Tuesday, November 18, 2008


Data Oriented Transfer service is an architecture that aims to separate the data transfer from the control layer. This is related to PANTS, my class project. Even the APIs they have are similar to what we came up with.

I like the motivating scenarios in the paper - all of them seem practically useful to me. The authors come up with a solution that is flexible but obviously this seems like a presentation of a design space as opposed to any concrete solution. I like the way this paper goes about its job.

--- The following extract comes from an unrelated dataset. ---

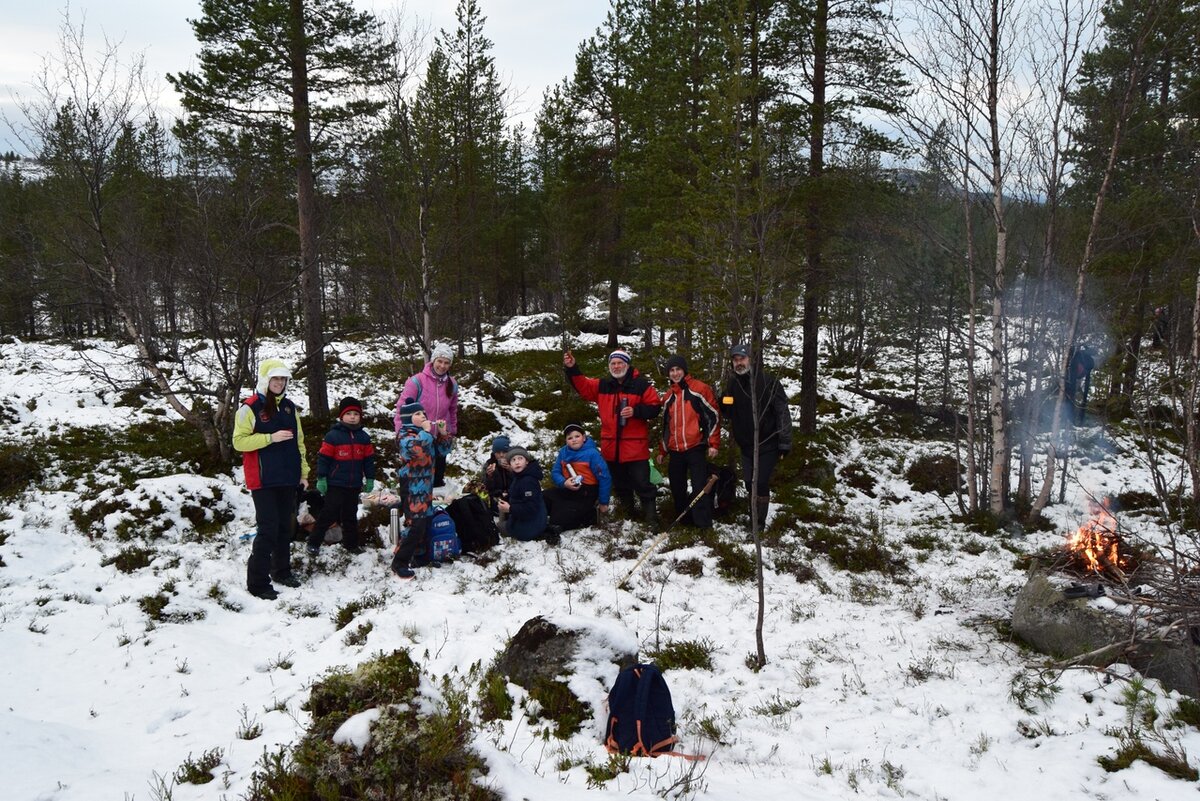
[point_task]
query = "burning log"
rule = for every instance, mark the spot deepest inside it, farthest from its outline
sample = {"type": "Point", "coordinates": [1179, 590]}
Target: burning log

Their evaluations seem almost apologetic to me - it is more to show that performance does not really crap out. I would have liked a better, if only analytical, evaluation of the possible benefits of say, cross-application caching. They could have used some sample traces from a set of users to see if there are benefits to doing this. I am sure people will cricitize this paper on this count...and that would be sad.

I give them credit for integrating DOT with Postfix - for what it's worth, I always love a real implementation in a paper, even if it's novelty value isn't super-high. To be able to prove that things can work with your system is quite a big statement.

I vote for keeping it in.


Traditionally network protocols have been designed with assumptions about delay and loss not being excessive and an end-to-end path more often than not exists. DTNs violate these assumptions and the authors give a list of example scenarios in the genre of mobile ad hoc networks. My doubts about DTNs "becoming important" persist - the scenarios listed here seem outlandish and I am not convinced these are becoming prevalant or will ever. This reminds me of the din surrounding the work on MANETs...all exciting research problems but (I apologize) contrived scenarios. The standard approach of using a special proxy/gateway to connect to these networks along with specialized protocols internally seems to be more than enough. Their argument about not being able to use these networks as "transit" doesn't seem to convince me. Don't get me wrong - I totally understand that the problem is immensely challenging in the context where these networks operate. Anyways, let's read on...

The paper does a good job of listing the challenges DTNs pose and how they are markedly different from traditional networks. This paper was published in 2003 and I am not sure if there was enough of deployments and data, but I would have loved to see some data to back their challenges - what are the communication patterns, how often, how many bytes etc.

Their architecture is pretty solid and their naming and forwarding schemes are nice. The best thing seems to be that this is entirely generic but then it really isn't optimized to any network. And my guess is that the moment you start optimizing it for different scenarios, we will end up at a state not too different from where we are now!

This is a good overview paper laying down a nice framework with all the possible issues (though sometimes it goes overboard, e.g., with security - now that clearly is totally unnecessary in these settings!). But I don't think this paper finds a place in a class teaching networking fundamentals.

Thursday, November 6, 2008

Middleboxes No Longer Considered Harmful

This paper points out that middle-boxes and Internet architects have never been happy with each other and given the fact that middle-boxes have become enormously useful, integrating them into the Internet architecture is an important thing. To that end, they propose Delegation Oriented Architecture (DOA).

DOA achieves its goal using flat namespace of self-certifying names and the ability for the sender and receiver to define the intermediaries that process the packets. Routing between end-point identifiers (EIDs) using a global resolution service.

The reason for doing this seems unconvincing. Architectural cleanliness seems a good thing but given that NATs and firewalls have been deployed and work fairly well, it seems unnecessary to deploy this new addressing format etc. in DOA. At least, I am not convinced why someone would go for this. Peer-to-peer applications have also fixed this problem through an externally accessible machine. Even if you were to disregard all this, the whole system has serious performance concerns dependent on the DHT resolution.

Overall this paper has a highly "academic" feel to it and I wouldn't vote to keep it on the list.